Brow Beat

The Groovy Aerobics Leggings That Got Simon Doonan Through the ’80s

The Lycra leggings.

Photo by Ally Lindsay. Courtesy of Princeton Architectural Press.

All week on Brow Beat we’ll be presenting tales of special pieces of clothing as told by their wearers, excerpted from Worn Stories by Emily Spivack, out now from Princeton Architectural Press.

One by one my roommates, friends, and boyfriends in Los Angeles started getting sick from AIDS. It was very early on in the epidemic and when you went to the doctor, they couldn’t refer you to an expert. They asked you if you were religious, meaning, you were going to die.

Going to aerobics became an obsession. I have a low center of gravity and very strong legs, so I was instantly very good at following all the routines. I’d power through an hour of exercise and sweat a lot—so as not to get squat. My mother used to say to my sister and me, “Now you’re both short; you don’t want to become squat.” She always wore long-line girdles and smoked cigarettes so she wouldn’t get fat. I had aerobics.

I was working at Maxfield back then, which was the first groovy designer shop in L.A. Customers like Fleetwood Mac, Natalie Wood, Cher, Linda Ronstadt, and Joni Mitchell would shop there because it was the first place in L.A. where you could buy Alaïa, Comme des Garçons, or Versace. They also carried Stephen Sprouse. He did these Lycra cycle pant things for men that were orange and black with mirror graffiti writing on them, and I thought they would be great for aerobics. When I look at them now, I hear the disco version of Cats, lots of Pointer Sisters, and all the aerobics anthems that were so popular back then.

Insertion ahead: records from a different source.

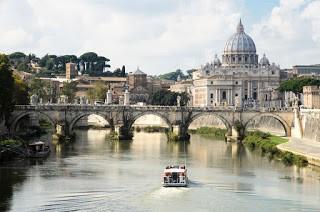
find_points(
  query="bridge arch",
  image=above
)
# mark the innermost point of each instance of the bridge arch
(16, 119)
(141, 114)
(218, 116)
(78, 117)
(284, 124)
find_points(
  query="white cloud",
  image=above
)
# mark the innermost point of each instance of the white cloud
(290, 34)
(157, 35)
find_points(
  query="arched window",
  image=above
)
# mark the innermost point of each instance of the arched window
(255, 95)
(224, 95)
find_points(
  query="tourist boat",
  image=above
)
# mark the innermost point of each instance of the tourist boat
(175, 176)
(38, 150)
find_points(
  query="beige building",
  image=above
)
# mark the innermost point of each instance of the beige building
(311, 97)
(240, 79)
(182, 86)
(71, 70)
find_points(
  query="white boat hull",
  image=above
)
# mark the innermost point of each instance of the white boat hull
(174, 184)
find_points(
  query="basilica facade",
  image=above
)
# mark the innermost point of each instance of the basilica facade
(240, 79)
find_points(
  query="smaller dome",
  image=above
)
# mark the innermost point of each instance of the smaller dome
(264, 61)
(216, 61)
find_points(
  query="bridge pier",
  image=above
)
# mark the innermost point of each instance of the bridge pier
(179, 133)
(235, 134)
(123, 133)
(62, 133)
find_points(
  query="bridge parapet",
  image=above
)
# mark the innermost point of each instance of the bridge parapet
(125, 116)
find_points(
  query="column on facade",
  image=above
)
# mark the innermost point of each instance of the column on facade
(216, 97)
(249, 89)
(258, 91)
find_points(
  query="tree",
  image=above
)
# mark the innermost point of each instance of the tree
(17, 55)
(20, 95)
(296, 85)
(40, 88)
(6, 88)
(184, 98)
(69, 89)
(173, 75)
(169, 98)
(98, 92)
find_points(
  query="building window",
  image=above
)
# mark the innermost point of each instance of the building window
(224, 95)
(255, 95)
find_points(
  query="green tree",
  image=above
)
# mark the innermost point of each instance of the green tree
(169, 98)
(6, 88)
(40, 88)
(69, 89)
(98, 92)
(173, 75)
(20, 95)
(296, 84)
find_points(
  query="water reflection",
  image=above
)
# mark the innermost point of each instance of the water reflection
(96, 174)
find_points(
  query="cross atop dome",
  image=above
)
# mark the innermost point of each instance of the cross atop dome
(240, 27)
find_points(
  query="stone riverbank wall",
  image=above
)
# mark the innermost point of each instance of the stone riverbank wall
(310, 124)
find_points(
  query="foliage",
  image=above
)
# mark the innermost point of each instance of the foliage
(10, 142)
(267, 143)
(296, 84)
(88, 63)
(98, 92)
(6, 88)
(173, 75)
(41, 88)
(151, 129)
(210, 132)
(95, 64)
(169, 98)
(69, 89)
(20, 94)
(172, 136)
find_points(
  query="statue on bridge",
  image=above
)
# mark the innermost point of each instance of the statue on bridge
(178, 101)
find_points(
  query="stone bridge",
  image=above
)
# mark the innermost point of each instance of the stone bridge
(121, 118)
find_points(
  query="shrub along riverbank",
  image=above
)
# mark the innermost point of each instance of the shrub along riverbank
(210, 132)
(267, 144)
(151, 129)
(10, 149)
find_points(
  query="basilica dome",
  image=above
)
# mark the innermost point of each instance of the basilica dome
(240, 49)
(240, 42)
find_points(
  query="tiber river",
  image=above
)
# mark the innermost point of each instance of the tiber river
(94, 174)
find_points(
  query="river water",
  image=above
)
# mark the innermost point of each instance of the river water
(94, 174)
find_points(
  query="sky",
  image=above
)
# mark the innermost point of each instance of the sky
(160, 36)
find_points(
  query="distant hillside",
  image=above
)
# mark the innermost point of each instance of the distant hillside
(174, 75)
(50, 65)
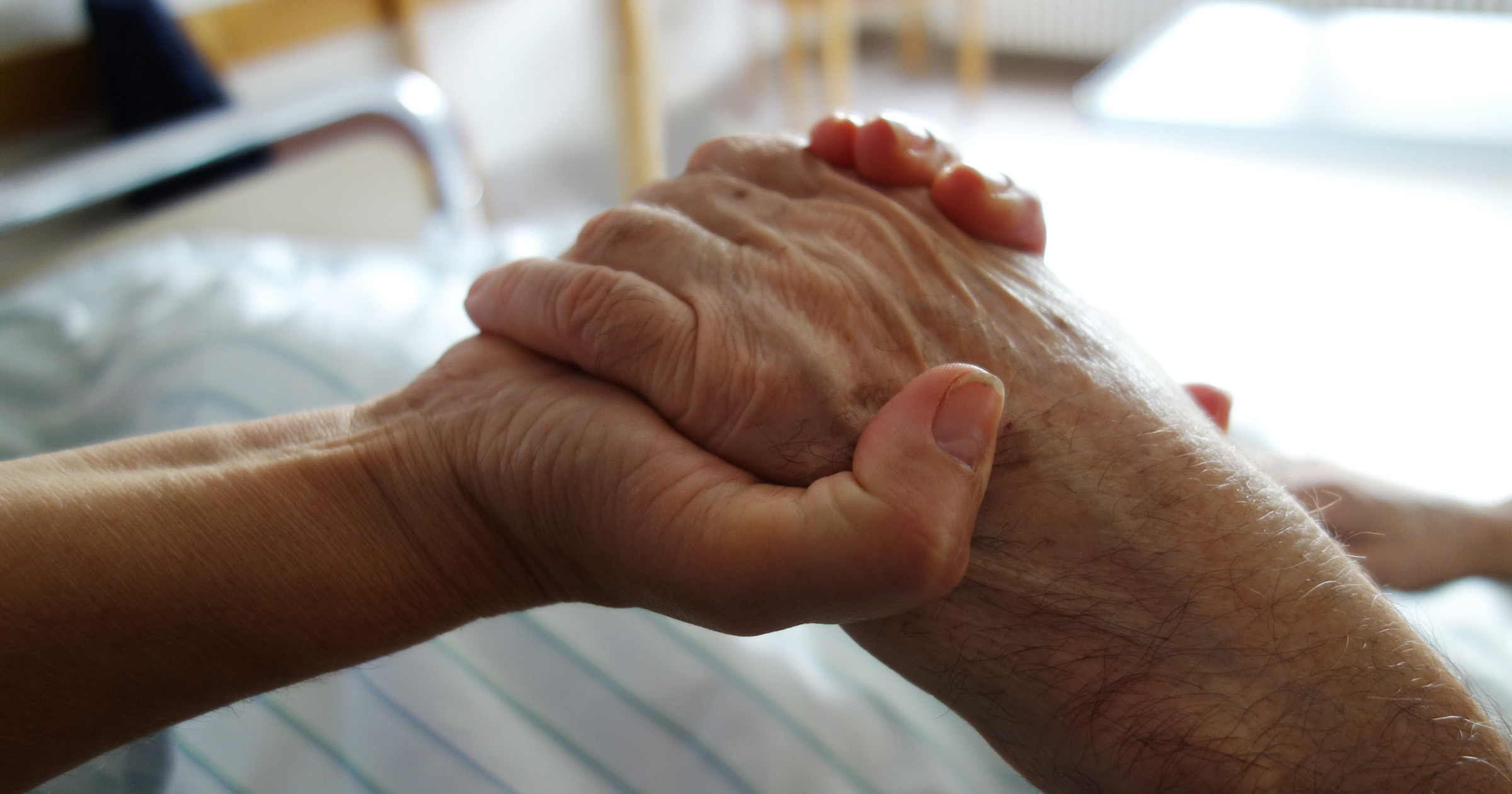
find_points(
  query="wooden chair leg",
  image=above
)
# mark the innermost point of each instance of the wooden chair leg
(796, 64)
(838, 54)
(404, 14)
(973, 59)
(914, 37)
(643, 127)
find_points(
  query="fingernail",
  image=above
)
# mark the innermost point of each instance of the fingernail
(999, 182)
(968, 418)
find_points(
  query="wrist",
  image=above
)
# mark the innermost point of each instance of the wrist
(1186, 626)
(1491, 527)
(409, 463)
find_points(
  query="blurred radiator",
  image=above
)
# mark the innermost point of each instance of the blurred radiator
(1095, 29)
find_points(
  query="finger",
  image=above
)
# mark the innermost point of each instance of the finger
(651, 239)
(903, 150)
(989, 206)
(890, 534)
(1213, 401)
(833, 140)
(613, 324)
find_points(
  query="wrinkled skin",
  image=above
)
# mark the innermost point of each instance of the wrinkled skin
(772, 324)
(1142, 610)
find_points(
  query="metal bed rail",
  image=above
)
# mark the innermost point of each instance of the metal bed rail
(111, 170)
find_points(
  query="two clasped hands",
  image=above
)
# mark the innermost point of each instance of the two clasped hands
(799, 383)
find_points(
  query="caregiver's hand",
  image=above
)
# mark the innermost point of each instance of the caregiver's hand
(1143, 610)
(156, 578)
(586, 493)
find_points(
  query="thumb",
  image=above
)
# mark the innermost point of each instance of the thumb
(890, 534)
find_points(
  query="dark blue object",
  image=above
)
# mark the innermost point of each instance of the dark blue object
(150, 74)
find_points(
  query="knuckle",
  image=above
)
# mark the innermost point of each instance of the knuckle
(743, 153)
(617, 315)
(927, 560)
(634, 227)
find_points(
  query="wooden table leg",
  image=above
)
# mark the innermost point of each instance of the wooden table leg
(838, 54)
(973, 59)
(796, 62)
(643, 127)
(914, 37)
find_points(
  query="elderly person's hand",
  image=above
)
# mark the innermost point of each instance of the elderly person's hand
(155, 578)
(1405, 539)
(1142, 611)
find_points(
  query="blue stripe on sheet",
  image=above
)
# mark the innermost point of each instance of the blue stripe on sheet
(432, 734)
(598, 768)
(641, 707)
(321, 743)
(897, 719)
(209, 768)
(200, 397)
(760, 698)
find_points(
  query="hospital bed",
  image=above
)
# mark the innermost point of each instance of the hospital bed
(197, 329)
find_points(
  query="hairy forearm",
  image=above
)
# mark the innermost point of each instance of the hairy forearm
(1189, 630)
(156, 578)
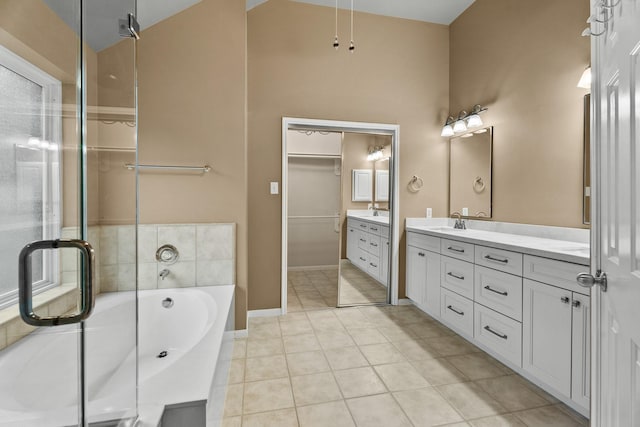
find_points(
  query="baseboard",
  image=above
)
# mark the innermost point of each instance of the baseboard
(269, 312)
(313, 268)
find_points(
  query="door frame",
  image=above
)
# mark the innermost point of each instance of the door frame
(394, 205)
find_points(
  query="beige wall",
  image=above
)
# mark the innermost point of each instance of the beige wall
(398, 74)
(523, 60)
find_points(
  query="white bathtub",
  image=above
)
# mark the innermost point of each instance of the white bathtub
(39, 379)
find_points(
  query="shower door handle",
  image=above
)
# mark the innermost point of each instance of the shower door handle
(25, 283)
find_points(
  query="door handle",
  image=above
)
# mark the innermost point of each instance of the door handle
(587, 280)
(25, 284)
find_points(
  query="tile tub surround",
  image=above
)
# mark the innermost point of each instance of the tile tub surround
(207, 256)
(375, 366)
(561, 243)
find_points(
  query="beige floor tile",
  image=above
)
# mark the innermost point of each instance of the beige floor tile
(334, 414)
(400, 376)
(548, 416)
(359, 382)
(316, 388)
(265, 368)
(269, 395)
(264, 347)
(365, 336)
(478, 366)
(232, 422)
(233, 400)
(426, 407)
(239, 348)
(296, 328)
(377, 411)
(453, 346)
(334, 339)
(512, 392)
(417, 349)
(378, 354)
(498, 421)
(345, 358)
(236, 371)
(470, 400)
(281, 418)
(307, 363)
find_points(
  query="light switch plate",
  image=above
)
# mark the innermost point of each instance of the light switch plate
(274, 187)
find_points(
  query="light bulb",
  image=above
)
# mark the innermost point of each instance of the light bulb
(474, 121)
(459, 126)
(447, 131)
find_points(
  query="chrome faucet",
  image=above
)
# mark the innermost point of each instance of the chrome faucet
(460, 225)
(164, 273)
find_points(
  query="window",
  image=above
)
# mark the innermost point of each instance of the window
(30, 136)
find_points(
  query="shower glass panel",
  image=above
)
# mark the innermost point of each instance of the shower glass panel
(67, 124)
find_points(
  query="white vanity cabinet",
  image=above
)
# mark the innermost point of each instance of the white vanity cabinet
(525, 310)
(368, 247)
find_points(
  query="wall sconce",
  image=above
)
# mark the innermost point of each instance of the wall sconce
(464, 121)
(375, 153)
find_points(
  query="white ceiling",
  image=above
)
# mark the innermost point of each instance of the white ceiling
(436, 11)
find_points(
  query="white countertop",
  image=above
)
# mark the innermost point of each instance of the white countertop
(570, 247)
(382, 218)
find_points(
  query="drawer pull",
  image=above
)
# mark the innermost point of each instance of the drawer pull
(488, 328)
(490, 289)
(453, 248)
(461, 313)
(494, 259)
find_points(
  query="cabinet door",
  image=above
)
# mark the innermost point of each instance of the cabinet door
(416, 274)
(352, 244)
(384, 261)
(546, 330)
(581, 351)
(431, 298)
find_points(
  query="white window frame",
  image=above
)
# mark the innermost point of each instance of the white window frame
(52, 188)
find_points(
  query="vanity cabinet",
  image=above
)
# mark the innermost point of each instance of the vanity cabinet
(525, 310)
(368, 248)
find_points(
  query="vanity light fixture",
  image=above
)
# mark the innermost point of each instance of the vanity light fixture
(464, 121)
(585, 79)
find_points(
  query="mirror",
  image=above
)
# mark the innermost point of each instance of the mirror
(338, 246)
(470, 174)
(586, 186)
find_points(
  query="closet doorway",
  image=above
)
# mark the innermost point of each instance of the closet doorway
(320, 161)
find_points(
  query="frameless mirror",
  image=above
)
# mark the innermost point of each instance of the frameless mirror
(470, 170)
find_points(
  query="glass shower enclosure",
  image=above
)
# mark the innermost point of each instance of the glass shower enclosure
(68, 303)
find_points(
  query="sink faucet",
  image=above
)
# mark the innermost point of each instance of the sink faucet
(460, 225)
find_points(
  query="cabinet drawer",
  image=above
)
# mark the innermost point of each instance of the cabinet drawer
(457, 311)
(374, 245)
(363, 240)
(500, 291)
(373, 266)
(499, 333)
(556, 273)
(457, 276)
(423, 241)
(460, 250)
(499, 259)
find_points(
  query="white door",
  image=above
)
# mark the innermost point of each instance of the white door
(616, 232)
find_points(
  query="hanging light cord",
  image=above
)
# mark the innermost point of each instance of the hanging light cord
(352, 46)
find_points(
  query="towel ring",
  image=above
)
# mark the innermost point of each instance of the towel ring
(415, 184)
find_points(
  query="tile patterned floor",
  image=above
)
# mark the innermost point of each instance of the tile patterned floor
(373, 366)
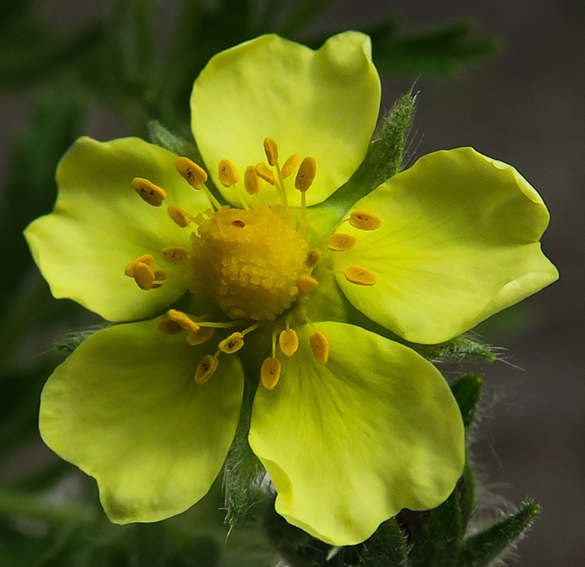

I decided to join a gym with a friend who had been diagnosed with AIDS. At least we could be healthy, we thought. We became members of Sports Connection, also known as “Sports Erection,” in West Hollywood. This was in the early 1980s during the aerobics heyday in Los Angeles, when Jane Fonda had her own aerobics studio and women walked around in pastel blue Lycra tights with pink leg warmers, white Reeboks, and sweatbands.

I went every day. In an attempt to do “healthy” things, I became addicted to the lights, the music, the endorphins. It was a very showbiz-y way to keep in shape, and many actresses would go to the class, like Madonna when she was starting to become well known. They filmed the aerobics movie Perfect, with John Travolta and Jamie Lee Curtis, at Sports Connection about six months after we joined. Curtis had the ultimate aerobics body—legs, legs, legs, and very toned arms.

All that exhibitionism appealed to me. I always threw on my Lycra, strode into class, stood right in front of the mirror, and got into it. And I was the only one wearing these super New Wave, groovy Lycra leggings.

At the time, I was very into the New Romantic look. I had a lot of that Vivienne Westwood pirate clothing, and I’m in the “Bette Davis Eyes” video, by Kim Carnes. That look was big in L.A. and London. What’s noteworthy is that back then I could go out with my New Romantic friends in the evening and chuck on my leggings for aerobics the next day. There wasn’t this slavish desire to be cool. It wasn’t about sucking in your cheeks or money or table service or prestige. It was more about having fun, being fun, being stupid, being mad, being theatrical, being as naff as you wanted.

English people are acutely aware of what’s naff and what’s not, but we willfully embrace naff things. I knew that doing aerobics was one of the naffest things I could do, but I loved it because I was in charge of my own naffness.

The cult of aerobics was waning by the time I moved to New York in 1985, but with so many people getting sick, for a couple of years it was an antidote to this incredible malaise of melancholy that had been blanketing L.A.

Excerpted from Worn Stories by Emily Spivack, out now from Princeton Architectural Press.